- Born: Lillian Jean McKittrick 17 January 1903 Sundridge, Ontario, Canada
- Died: 1992 (aged 88–89)
- Occupations: Painter, sculptor
- Known for: Landscape, still life

= Lillian McGeoch =

Canadian painter and sculptor (1903–1992)

Lillian Jean McGeoch (born Lillian Jean McKittrick; 17 January 1903 – 1992) was a Canadian painter and sculptor.

== Biography ==
Lillian Jean McKittrick was born in Sundridge, Ontario on 17 January 1903. Her parents were Edward James McKittrick and Ida Caroline Curran. E. J. McKittrick was an Algoma clergyman. McKittrick studied under John William Beatty and George Agnew Reid at the OCAD University. She also studied art at the Port Hope summer school, and with groups of artists in Toronto, Nova Scotia and Rockport, Maine. She won two scholarships in succession while studying under Alfred Howell (1889–1978) at the Toronto Central Technical School.

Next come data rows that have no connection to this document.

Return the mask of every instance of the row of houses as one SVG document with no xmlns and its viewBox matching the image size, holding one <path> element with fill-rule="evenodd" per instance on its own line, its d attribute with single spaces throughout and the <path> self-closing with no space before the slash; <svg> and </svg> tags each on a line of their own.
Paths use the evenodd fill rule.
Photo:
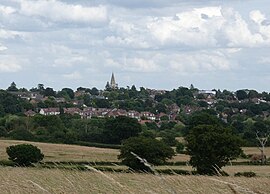
<svg viewBox="0 0 270 194">
<path fill-rule="evenodd" d="M 118 116 L 127 116 L 130 118 L 135 118 L 138 121 L 140 120 L 149 120 L 149 121 L 157 121 L 161 120 L 163 116 L 166 116 L 169 120 L 175 120 L 177 113 L 172 114 L 165 114 L 165 113 L 159 113 L 159 114 L 153 114 L 151 112 L 138 112 L 135 110 L 126 111 L 123 109 L 108 109 L 108 108 L 94 108 L 94 107 L 87 107 L 83 110 L 79 108 L 64 108 L 63 112 L 65 114 L 71 114 L 71 115 L 80 115 L 82 119 L 90 119 L 92 117 L 118 117 Z M 39 114 L 41 115 L 59 115 L 60 109 L 59 108 L 42 108 L 39 111 Z M 33 116 L 36 114 L 34 111 L 27 111 L 25 113 L 27 116 Z"/>
</svg>

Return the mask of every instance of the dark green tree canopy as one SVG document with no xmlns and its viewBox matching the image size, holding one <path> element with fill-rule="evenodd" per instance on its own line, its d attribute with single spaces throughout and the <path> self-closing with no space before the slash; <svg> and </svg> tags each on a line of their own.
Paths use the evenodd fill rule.
<svg viewBox="0 0 270 194">
<path fill-rule="evenodd" d="M 29 166 L 41 161 L 44 155 L 41 150 L 31 144 L 19 144 L 9 146 L 6 149 L 9 159 L 20 166 Z"/>
<path fill-rule="evenodd" d="M 122 140 L 138 136 L 142 131 L 137 119 L 119 116 L 108 119 L 105 123 L 104 138 L 106 143 L 120 144 Z"/>
<path fill-rule="evenodd" d="M 122 159 L 123 164 L 133 170 L 142 171 L 149 171 L 150 169 L 132 153 L 154 165 L 163 164 L 166 159 L 170 159 L 174 156 L 173 149 L 165 143 L 143 136 L 131 137 L 125 140 L 120 152 L 121 154 L 118 158 Z"/>
<path fill-rule="evenodd" d="M 19 89 L 17 88 L 17 85 L 15 84 L 15 82 L 12 82 L 10 84 L 10 86 L 7 88 L 7 91 L 10 92 L 17 92 Z"/>
<path fill-rule="evenodd" d="M 237 90 L 236 97 L 238 98 L 238 100 L 244 100 L 248 98 L 248 95 L 245 90 Z"/>
<path fill-rule="evenodd" d="M 200 174 L 216 174 L 241 153 L 240 139 L 220 125 L 197 125 L 186 136 L 190 164 Z"/>
</svg>

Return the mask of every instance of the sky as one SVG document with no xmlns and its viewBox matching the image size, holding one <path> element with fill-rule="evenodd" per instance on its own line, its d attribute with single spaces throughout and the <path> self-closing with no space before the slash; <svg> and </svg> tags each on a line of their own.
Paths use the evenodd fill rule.
<svg viewBox="0 0 270 194">
<path fill-rule="evenodd" d="M 0 88 L 270 92 L 269 0 L 0 0 Z"/>
</svg>

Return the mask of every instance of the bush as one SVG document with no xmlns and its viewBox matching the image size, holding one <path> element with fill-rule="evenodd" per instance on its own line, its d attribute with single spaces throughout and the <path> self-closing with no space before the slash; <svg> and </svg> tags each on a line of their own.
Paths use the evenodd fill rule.
<svg viewBox="0 0 270 194">
<path fill-rule="evenodd" d="M 176 145 L 176 152 L 178 154 L 182 154 L 183 151 L 184 151 L 184 148 L 185 148 L 184 144 L 178 142 L 177 145 Z"/>
<path fill-rule="evenodd" d="M 9 156 L 9 160 L 15 162 L 19 166 L 29 166 L 44 158 L 41 150 L 31 144 L 9 146 L 6 149 L 6 152 Z"/>
<path fill-rule="evenodd" d="M 255 172 L 237 172 L 234 174 L 234 176 L 244 176 L 244 177 L 255 177 L 256 173 Z"/>
<path fill-rule="evenodd" d="M 151 169 L 132 152 L 154 165 L 163 164 L 174 155 L 173 149 L 162 141 L 146 137 L 132 137 L 125 140 L 120 152 L 118 158 L 122 159 L 123 164 L 136 171 L 151 171 Z"/>
<path fill-rule="evenodd" d="M 5 127 L 0 126 L 0 137 L 6 137 L 7 136 L 7 130 Z"/>
<path fill-rule="evenodd" d="M 241 153 L 240 140 L 220 125 L 198 125 L 186 136 L 190 164 L 199 174 L 214 175 Z M 230 145 L 230 146 L 228 146 Z"/>
<path fill-rule="evenodd" d="M 35 136 L 28 130 L 24 128 L 19 128 L 11 131 L 8 136 L 12 139 L 16 140 L 26 140 L 26 141 L 34 141 Z"/>
</svg>

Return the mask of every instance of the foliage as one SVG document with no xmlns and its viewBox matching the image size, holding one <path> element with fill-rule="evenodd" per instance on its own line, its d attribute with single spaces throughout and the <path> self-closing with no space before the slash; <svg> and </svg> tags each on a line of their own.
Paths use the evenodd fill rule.
<svg viewBox="0 0 270 194">
<path fill-rule="evenodd" d="M 231 129 L 220 125 L 197 125 L 185 140 L 191 156 L 190 164 L 197 168 L 199 174 L 216 174 L 241 153 L 240 139 L 233 135 Z"/>
<path fill-rule="evenodd" d="M 153 165 L 163 164 L 166 159 L 170 159 L 174 155 L 173 149 L 161 141 L 142 136 L 131 137 L 123 142 L 118 158 L 122 159 L 123 164 L 139 171 L 149 171 L 150 169 L 131 152 Z"/>
<path fill-rule="evenodd" d="M 7 136 L 7 130 L 5 127 L 0 126 L 0 137 L 6 137 Z"/>
<path fill-rule="evenodd" d="M 19 128 L 8 133 L 8 137 L 17 140 L 34 141 L 35 136 L 25 128 Z"/>
<path fill-rule="evenodd" d="M 44 155 L 41 150 L 31 144 L 19 144 L 9 146 L 6 149 L 9 160 L 17 163 L 20 166 L 29 166 L 32 163 L 41 161 Z"/>
<path fill-rule="evenodd" d="M 124 139 L 138 136 L 141 131 L 142 127 L 137 119 L 125 116 L 110 118 L 105 123 L 105 143 L 120 144 Z"/>
<path fill-rule="evenodd" d="M 182 144 L 182 143 L 180 143 L 180 142 L 178 142 L 178 143 L 176 144 L 176 152 L 177 152 L 177 153 L 179 153 L 179 154 L 183 153 L 184 148 L 185 148 L 184 144 Z"/>
<path fill-rule="evenodd" d="M 161 132 L 162 142 L 164 142 L 168 146 L 175 146 L 177 144 L 177 140 L 175 139 L 175 134 L 171 131 L 162 131 Z"/>
</svg>

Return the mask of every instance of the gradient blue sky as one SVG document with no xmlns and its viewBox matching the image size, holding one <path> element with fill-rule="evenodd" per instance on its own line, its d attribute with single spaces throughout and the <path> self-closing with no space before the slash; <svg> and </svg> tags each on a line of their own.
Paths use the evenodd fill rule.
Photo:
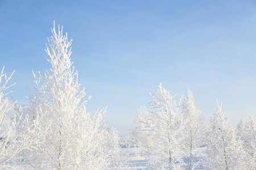
<svg viewBox="0 0 256 170">
<path fill-rule="evenodd" d="M 108 105 L 121 131 L 159 82 L 177 99 L 190 87 L 205 124 L 216 97 L 234 126 L 256 111 L 255 1 L 0 0 L 0 67 L 16 70 L 9 97 L 28 102 L 31 70 L 50 67 L 53 20 L 73 40 L 88 110 Z"/>
</svg>

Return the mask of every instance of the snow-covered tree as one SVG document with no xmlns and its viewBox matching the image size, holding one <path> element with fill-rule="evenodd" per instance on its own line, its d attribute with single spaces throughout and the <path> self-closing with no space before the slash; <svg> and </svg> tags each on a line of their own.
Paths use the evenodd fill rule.
<svg viewBox="0 0 256 170">
<path fill-rule="evenodd" d="M 205 134 L 201 112 L 194 104 L 194 97 L 189 89 L 183 104 L 182 114 L 184 122 L 184 151 L 186 169 L 195 169 L 199 165 L 199 158 L 202 156 L 201 148 Z"/>
<path fill-rule="evenodd" d="M 13 84 L 6 86 L 11 78 L 14 71 L 7 77 L 3 73 L 3 67 L 0 75 L 0 169 L 16 168 L 17 164 L 14 163 L 14 159 L 21 149 L 22 143 L 18 143 L 18 136 L 16 134 L 16 126 L 19 124 L 20 116 L 14 116 L 10 117 L 10 112 L 13 112 L 14 104 L 11 104 L 6 96 L 9 93 L 3 91 L 9 88 Z M 12 162 L 10 162 L 12 161 Z"/>
<path fill-rule="evenodd" d="M 134 121 L 134 125 L 133 131 L 133 137 L 135 138 L 138 143 L 140 144 L 141 156 L 143 156 L 143 152 L 147 152 L 152 146 L 152 140 L 148 136 L 148 127 L 147 122 L 150 120 L 150 114 L 148 109 L 146 107 L 138 109 Z"/>
<path fill-rule="evenodd" d="M 249 114 L 250 120 L 242 120 L 238 126 L 238 137 L 243 140 L 245 151 L 244 169 L 256 169 L 256 121 L 253 113 Z"/>
<path fill-rule="evenodd" d="M 109 147 L 110 151 L 110 169 L 127 169 L 128 167 L 126 164 L 129 160 L 129 153 L 123 151 L 121 148 L 121 140 L 118 136 L 117 129 L 112 128 L 109 131 Z"/>
<path fill-rule="evenodd" d="M 84 88 L 79 90 L 77 72 L 71 61 L 71 41 L 62 28 L 48 39 L 46 51 L 51 68 L 34 73 L 36 84 L 20 133 L 32 141 L 23 151 L 35 169 L 104 169 L 109 164 L 105 108 L 86 112 Z M 23 130 L 23 131 L 22 131 Z"/>
<path fill-rule="evenodd" d="M 148 134 L 153 139 L 154 151 L 150 162 L 154 168 L 180 169 L 183 153 L 183 118 L 180 101 L 176 104 L 175 95 L 170 95 L 159 83 L 156 92 L 151 92 L 154 101 L 150 102 L 150 121 Z"/>
<path fill-rule="evenodd" d="M 208 167 L 210 169 L 245 169 L 242 141 L 237 138 L 222 104 L 220 106 L 217 101 L 217 104 L 207 135 Z"/>
</svg>

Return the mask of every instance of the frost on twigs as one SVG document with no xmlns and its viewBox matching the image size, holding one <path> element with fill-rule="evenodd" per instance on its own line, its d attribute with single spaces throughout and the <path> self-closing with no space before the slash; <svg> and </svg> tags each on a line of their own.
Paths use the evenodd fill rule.
<svg viewBox="0 0 256 170">
<path fill-rule="evenodd" d="M 19 123 L 19 118 L 16 119 L 14 116 L 13 120 L 11 121 L 8 116 L 10 111 L 13 112 L 14 104 L 10 104 L 11 102 L 5 97 L 11 91 L 5 94 L 3 92 L 14 84 L 7 86 L 14 71 L 7 77 L 3 73 L 3 70 L 4 67 L 0 75 L 0 169 L 14 169 L 16 168 L 15 164 L 12 162 L 22 146 L 18 142 L 15 131 L 16 126 Z"/>
<path fill-rule="evenodd" d="M 24 151 L 36 169 L 103 169 L 109 164 L 104 128 L 106 108 L 86 112 L 85 89 L 80 90 L 77 72 L 71 61 L 71 41 L 62 27 L 48 39 L 46 49 L 51 67 L 34 74 L 36 87 L 28 97 L 30 106 L 23 133 L 32 141 Z"/>
<path fill-rule="evenodd" d="M 217 104 L 207 135 L 208 167 L 210 169 L 243 169 L 242 141 L 237 138 L 222 104 L 219 105 L 217 101 Z"/>
</svg>

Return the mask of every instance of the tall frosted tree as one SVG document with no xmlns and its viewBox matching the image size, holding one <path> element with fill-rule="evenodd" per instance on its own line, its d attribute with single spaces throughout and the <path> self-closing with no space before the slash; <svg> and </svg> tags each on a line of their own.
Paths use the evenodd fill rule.
<svg viewBox="0 0 256 170">
<path fill-rule="evenodd" d="M 18 169 L 15 159 L 24 145 L 23 142 L 18 142 L 20 139 L 16 129 L 22 116 L 14 114 L 14 117 L 10 117 L 10 112 L 14 112 L 14 104 L 11 104 L 6 97 L 11 91 L 4 91 L 14 84 L 7 85 L 14 71 L 7 77 L 3 73 L 4 68 L 0 74 L 0 169 Z"/>
<path fill-rule="evenodd" d="M 184 148 L 186 156 L 186 169 L 195 169 L 199 165 L 199 158 L 202 156 L 200 146 L 203 144 L 205 134 L 201 112 L 194 104 L 194 97 L 189 89 L 185 97 L 182 114 L 184 122 Z"/>
<path fill-rule="evenodd" d="M 208 167 L 210 169 L 245 169 L 242 141 L 237 138 L 222 105 L 217 104 L 207 135 Z"/>
<path fill-rule="evenodd" d="M 148 123 L 149 135 L 152 137 L 154 150 L 151 154 L 152 168 L 179 169 L 182 163 L 183 118 L 180 113 L 180 101 L 158 85 L 156 92 L 151 92 L 154 101 L 150 102 L 151 118 Z"/>
<path fill-rule="evenodd" d="M 141 155 L 143 156 L 143 151 L 149 151 L 152 146 L 152 139 L 148 136 L 148 130 L 147 122 L 149 121 L 150 113 L 146 107 L 138 109 L 135 116 L 133 128 L 133 137 L 141 144 Z"/>
<path fill-rule="evenodd" d="M 56 33 L 54 27 L 48 39 L 46 51 L 51 67 L 43 75 L 33 72 L 36 87 L 28 97 L 22 131 L 32 142 L 23 156 L 36 169 L 104 169 L 109 164 L 105 109 L 86 112 L 91 96 L 85 100 L 84 88 L 79 90 L 71 61 L 72 40 L 62 30 L 59 26 Z"/>
<path fill-rule="evenodd" d="M 243 141 L 245 151 L 245 169 L 256 169 L 256 121 L 253 113 L 249 114 L 249 121 L 241 120 L 238 126 L 238 137 Z"/>
</svg>

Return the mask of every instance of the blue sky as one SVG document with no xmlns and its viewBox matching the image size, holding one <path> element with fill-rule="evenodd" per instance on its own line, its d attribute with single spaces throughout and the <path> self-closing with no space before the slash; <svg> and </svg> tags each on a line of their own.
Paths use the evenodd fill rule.
<svg viewBox="0 0 256 170">
<path fill-rule="evenodd" d="M 106 123 L 121 131 L 159 82 L 177 99 L 189 87 L 206 124 L 215 98 L 234 126 L 256 111 L 255 1 L 0 0 L 0 67 L 16 70 L 9 97 L 27 102 L 31 70 L 50 67 L 53 20 L 73 40 L 88 110 L 108 105 Z"/>
</svg>

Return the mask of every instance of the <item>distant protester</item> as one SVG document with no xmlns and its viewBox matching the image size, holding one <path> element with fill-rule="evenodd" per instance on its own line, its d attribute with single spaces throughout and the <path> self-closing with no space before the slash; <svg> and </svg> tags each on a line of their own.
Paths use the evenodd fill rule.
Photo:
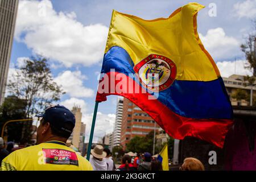
<svg viewBox="0 0 256 182">
<path fill-rule="evenodd" d="M 136 171 L 131 162 L 131 158 L 129 155 L 124 155 L 122 158 L 122 165 L 116 171 Z"/>
<path fill-rule="evenodd" d="M 145 152 L 143 157 L 143 161 L 139 165 L 138 171 L 150 171 L 151 168 L 151 154 Z"/>
<path fill-rule="evenodd" d="M 138 166 L 139 166 L 139 157 L 141 156 L 141 154 L 138 153 L 137 156 L 134 158 L 134 161 L 133 162 L 133 166 L 136 168 L 138 168 Z"/>
<path fill-rule="evenodd" d="M 9 154 L 9 152 L 5 149 L 5 141 L 2 138 L 0 137 L 0 166 L 1 166 L 2 160 Z"/>
<path fill-rule="evenodd" d="M 90 156 L 90 163 L 94 171 L 107 171 L 108 166 L 106 162 L 103 160 L 107 155 L 104 151 L 102 146 L 97 144 L 90 151 L 92 155 Z"/>
<path fill-rule="evenodd" d="M 202 163 L 197 159 L 187 158 L 184 160 L 183 164 L 180 168 L 181 171 L 204 171 Z"/>
<path fill-rule="evenodd" d="M 160 160 L 158 159 L 151 161 L 151 171 L 163 171 L 163 166 Z"/>
<path fill-rule="evenodd" d="M 114 160 L 111 158 L 110 150 L 109 148 L 104 148 L 104 152 L 106 153 L 106 157 L 104 160 L 106 162 L 107 164 L 107 171 L 114 171 L 115 169 Z"/>
<path fill-rule="evenodd" d="M 7 142 L 7 146 L 6 147 L 6 150 L 9 152 L 9 154 L 13 151 L 13 148 L 14 147 L 14 143 L 13 142 Z"/>
<path fill-rule="evenodd" d="M 63 106 L 47 108 L 36 131 L 36 145 L 17 150 L 2 162 L 2 171 L 92 171 L 90 163 L 66 146 L 76 123 Z"/>
</svg>

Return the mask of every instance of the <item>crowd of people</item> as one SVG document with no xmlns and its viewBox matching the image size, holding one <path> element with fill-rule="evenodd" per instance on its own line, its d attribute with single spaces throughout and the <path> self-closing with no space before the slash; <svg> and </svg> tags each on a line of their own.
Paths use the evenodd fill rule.
<svg viewBox="0 0 256 182">
<path fill-rule="evenodd" d="M 9 142 L 6 147 L 0 138 L 0 170 L 2 171 L 162 171 L 161 162 L 149 152 L 138 154 L 135 158 L 125 154 L 121 165 L 115 164 L 112 153 L 102 146 L 92 146 L 89 160 L 74 150 L 68 139 L 75 125 L 73 113 L 59 105 L 48 108 L 37 130 L 36 145 L 15 146 Z M 204 170 L 198 159 L 186 158 L 180 170 Z"/>
</svg>

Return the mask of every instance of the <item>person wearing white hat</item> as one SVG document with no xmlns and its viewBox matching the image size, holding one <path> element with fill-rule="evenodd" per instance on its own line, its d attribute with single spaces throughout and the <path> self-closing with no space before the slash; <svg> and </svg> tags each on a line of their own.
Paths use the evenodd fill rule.
<svg viewBox="0 0 256 182">
<path fill-rule="evenodd" d="M 90 163 L 94 171 L 107 171 L 107 164 L 103 160 L 107 154 L 103 150 L 102 146 L 97 144 L 90 151 Z"/>
</svg>

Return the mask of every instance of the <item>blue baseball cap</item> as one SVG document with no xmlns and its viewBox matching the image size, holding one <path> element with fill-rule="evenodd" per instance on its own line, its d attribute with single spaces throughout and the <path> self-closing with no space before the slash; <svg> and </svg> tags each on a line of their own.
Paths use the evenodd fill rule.
<svg viewBox="0 0 256 182">
<path fill-rule="evenodd" d="M 43 118 L 45 121 L 52 125 L 55 128 L 65 131 L 71 134 L 72 133 L 73 129 L 71 130 L 71 129 L 65 127 L 65 124 L 73 124 L 73 127 L 75 127 L 76 124 L 76 118 L 74 114 L 68 109 L 59 104 L 46 109 L 44 113 L 38 114 L 35 117 Z"/>
</svg>

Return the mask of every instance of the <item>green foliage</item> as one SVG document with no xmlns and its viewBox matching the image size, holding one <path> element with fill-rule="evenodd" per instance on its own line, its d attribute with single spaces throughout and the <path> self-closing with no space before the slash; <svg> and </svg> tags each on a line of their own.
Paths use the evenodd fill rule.
<svg viewBox="0 0 256 182">
<path fill-rule="evenodd" d="M 236 92 L 233 93 L 231 95 L 231 97 L 233 98 L 236 98 L 237 100 L 250 100 L 250 96 L 246 92 L 246 91 L 244 89 L 238 89 L 236 90 Z"/>
<path fill-rule="evenodd" d="M 16 68 L 7 85 L 8 92 L 12 96 L 6 98 L 1 109 L 2 126 L 9 120 L 32 117 L 35 113 L 49 107 L 52 102 L 59 100 L 61 94 L 64 93 L 53 81 L 47 61 L 46 58 L 37 56 L 25 60 L 21 67 Z M 9 140 L 29 142 L 32 123 L 8 124 L 7 133 Z"/>
<path fill-rule="evenodd" d="M 254 46 L 256 45 L 255 41 L 256 40 L 256 20 L 253 21 L 254 31 L 249 34 L 245 38 L 245 43 L 241 45 L 241 49 L 245 53 L 245 57 L 248 61 L 249 64 L 245 67 L 246 68 L 253 69 L 253 76 L 256 76 L 256 48 Z"/>
<path fill-rule="evenodd" d="M 64 93 L 53 80 L 47 59 L 40 56 L 24 60 L 7 85 L 9 92 L 26 102 L 26 115 L 31 117 Z"/>
</svg>

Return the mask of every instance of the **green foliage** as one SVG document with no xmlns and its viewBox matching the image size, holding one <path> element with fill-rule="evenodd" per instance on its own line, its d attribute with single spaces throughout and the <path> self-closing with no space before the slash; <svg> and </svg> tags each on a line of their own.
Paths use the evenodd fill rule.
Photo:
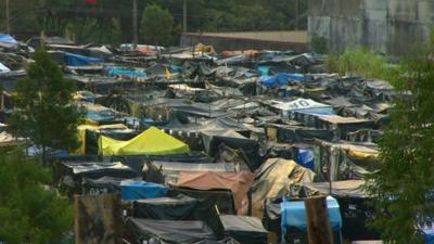
<svg viewBox="0 0 434 244">
<path fill-rule="evenodd" d="M 140 37 L 144 43 L 169 46 L 173 42 L 174 17 L 157 4 L 148 5 L 140 22 Z"/>
<path fill-rule="evenodd" d="M 376 78 L 399 86 L 399 65 L 392 65 L 383 55 L 365 48 L 348 48 L 342 55 L 330 55 L 326 61 L 330 72 L 341 75 L 356 74 L 366 78 Z"/>
<path fill-rule="evenodd" d="M 23 151 L 0 154 L 0 241 L 8 244 L 56 244 L 73 227 L 67 200 L 44 190 L 51 172 Z"/>
<path fill-rule="evenodd" d="M 368 187 L 376 209 L 372 226 L 386 243 L 423 243 L 419 227 L 434 223 L 434 46 L 403 61 L 407 80 L 403 98 L 390 113 L 391 123 L 379 145 L 380 171 Z M 409 95 L 411 92 L 411 95 Z"/>
<path fill-rule="evenodd" d="M 79 113 L 72 104 L 74 84 L 63 78 L 50 55 L 36 51 L 28 77 L 16 84 L 10 132 L 29 138 L 34 144 L 52 149 L 77 146 Z"/>
</svg>

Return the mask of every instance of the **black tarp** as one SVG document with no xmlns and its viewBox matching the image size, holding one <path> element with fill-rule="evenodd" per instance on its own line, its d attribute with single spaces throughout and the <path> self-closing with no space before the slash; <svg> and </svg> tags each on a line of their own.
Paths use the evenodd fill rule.
<svg viewBox="0 0 434 244">
<path fill-rule="evenodd" d="M 136 178 L 138 172 L 119 162 L 64 162 L 54 167 L 54 179 L 61 188 L 71 194 L 80 194 L 84 178 L 99 179 L 115 177 L 122 179 Z"/>
<path fill-rule="evenodd" d="M 182 171 L 234 172 L 235 165 L 232 163 L 191 164 L 154 160 L 143 166 L 143 178 L 149 182 L 176 184 L 179 174 Z"/>
<path fill-rule="evenodd" d="M 243 244 L 265 244 L 268 232 L 258 218 L 250 216 L 220 215 L 225 234 Z"/>
<path fill-rule="evenodd" d="M 192 244 L 203 240 L 216 240 L 213 231 L 202 221 L 173 221 L 128 218 L 126 237 L 132 244 Z"/>
<path fill-rule="evenodd" d="M 232 237 L 226 237 L 224 240 L 220 241 L 215 241 L 215 240 L 203 240 L 201 242 L 194 243 L 194 244 L 240 244 L 239 242 L 237 242 L 237 240 L 232 239 Z"/>
<path fill-rule="evenodd" d="M 264 228 L 270 232 L 281 235 L 281 216 L 282 210 L 280 209 L 280 203 L 282 198 L 268 198 L 265 201 L 263 224 Z"/>
<path fill-rule="evenodd" d="M 133 203 L 132 217 L 159 220 L 201 220 L 205 222 L 217 236 L 224 236 L 222 226 L 216 208 L 209 208 L 205 201 L 186 195 L 138 200 Z"/>
<path fill-rule="evenodd" d="M 190 197 L 202 201 L 206 208 L 218 208 L 220 214 L 237 215 L 235 205 L 233 202 L 233 194 L 230 190 L 193 190 L 188 188 L 174 187 L 170 190 L 171 195 L 183 194 Z"/>
<path fill-rule="evenodd" d="M 365 191 L 363 180 L 347 180 L 332 182 L 331 195 L 340 204 L 342 216 L 342 235 L 345 240 L 378 240 L 380 233 L 366 227 L 373 215 L 371 198 Z M 311 195 L 330 194 L 329 182 L 312 182 L 294 185 L 292 197 L 307 197 Z"/>
<path fill-rule="evenodd" d="M 225 144 L 230 149 L 239 151 L 243 155 L 251 171 L 255 171 L 257 168 L 259 168 L 261 162 L 258 153 L 259 143 L 257 140 L 244 138 L 242 136 L 235 137 L 235 134 L 225 134 L 221 131 L 219 133 L 210 131 L 203 132 L 202 138 L 204 140 L 205 149 L 207 149 L 210 156 L 215 156 L 218 147 L 221 144 Z"/>
<path fill-rule="evenodd" d="M 326 129 L 309 127 L 278 127 L 278 142 L 303 143 L 314 138 L 331 141 L 333 139 L 333 132 Z"/>
<path fill-rule="evenodd" d="M 171 155 L 125 155 L 125 156 L 113 156 L 112 160 L 119 160 L 125 165 L 133 168 L 141 172 L 146 162 L 152 160 L 164 160 L 164 162 L 183 162 L 202 164 L 209 162 L 205 155 L 200 152 L 191 152 L 189 154 L 171 154 Z"/>
<path fill-rule="evenodd" d="M 107 193 L 120 194 L 120 181 L 123 178 L 116 177 L 101 177 L 99 179 L 82 179 L 82 193 L 99 195 Z"/>
</svg>

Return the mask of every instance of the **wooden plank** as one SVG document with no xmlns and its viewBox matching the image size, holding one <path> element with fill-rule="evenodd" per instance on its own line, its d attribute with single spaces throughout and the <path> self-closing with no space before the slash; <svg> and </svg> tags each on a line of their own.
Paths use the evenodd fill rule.
<svg viewBox="0 0 434 244">
<path fill-rule="evenodd" d="M 118 194 L 74 197 L 76 244 L 122 242 L 122 201 Z"/>
<path fill-rule="evenodd" d="M 309 244 L 333 244 L 326 196 L 306 198 L 305 208 Z"/>
</svg>

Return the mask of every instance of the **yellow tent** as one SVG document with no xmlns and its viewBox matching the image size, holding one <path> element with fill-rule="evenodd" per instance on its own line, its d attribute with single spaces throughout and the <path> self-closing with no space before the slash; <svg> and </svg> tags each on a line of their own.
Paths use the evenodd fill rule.
<svg viewBox="0 0 434 244">
<path fill-rule="evenodd" d="M 93 126 L 93 125 L 81 125 L 77 127 L 78 139 L 80 141 L 80 146 L 76 149 L 74 154 L 86 154 L 86 130 L 97 131 L 103 129 L 128 129 L 127 126 L 123 124 L 114 124 L 114 125 L 103 125 L 103 126 Z"/>
<path fill-rule="evenodd" d="M 129 141 L 118 141 L 101 136 L 99 139 L 102 155 L 168 155 L 190 153 L 189 145 L 178 139 L 151 127 Z"/>
</svg>

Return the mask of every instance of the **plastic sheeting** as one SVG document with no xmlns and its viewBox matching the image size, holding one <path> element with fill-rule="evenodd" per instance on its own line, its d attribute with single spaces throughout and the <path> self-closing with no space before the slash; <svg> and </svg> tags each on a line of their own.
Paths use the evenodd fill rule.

On 24 April 1926, McKittrick married Rae McGeoch, a sales manager in Toronto. She worked as a freelance commercial artist and taught art. She mainly painted oil and tempera landscapes and still life studies. She also worked with metal, clay and wood. McGeoch had solo exhibitions in Halifax, Nova Scotia (1950), the Toronto Lyceum Club (1957), the Women’s Art Association, Toronto (1961), Richview Library, Toronto (1967, 1969), Newport Hotel, Clarkson, Mississauga (1968) and the Douglas Art Gallery, Toronto.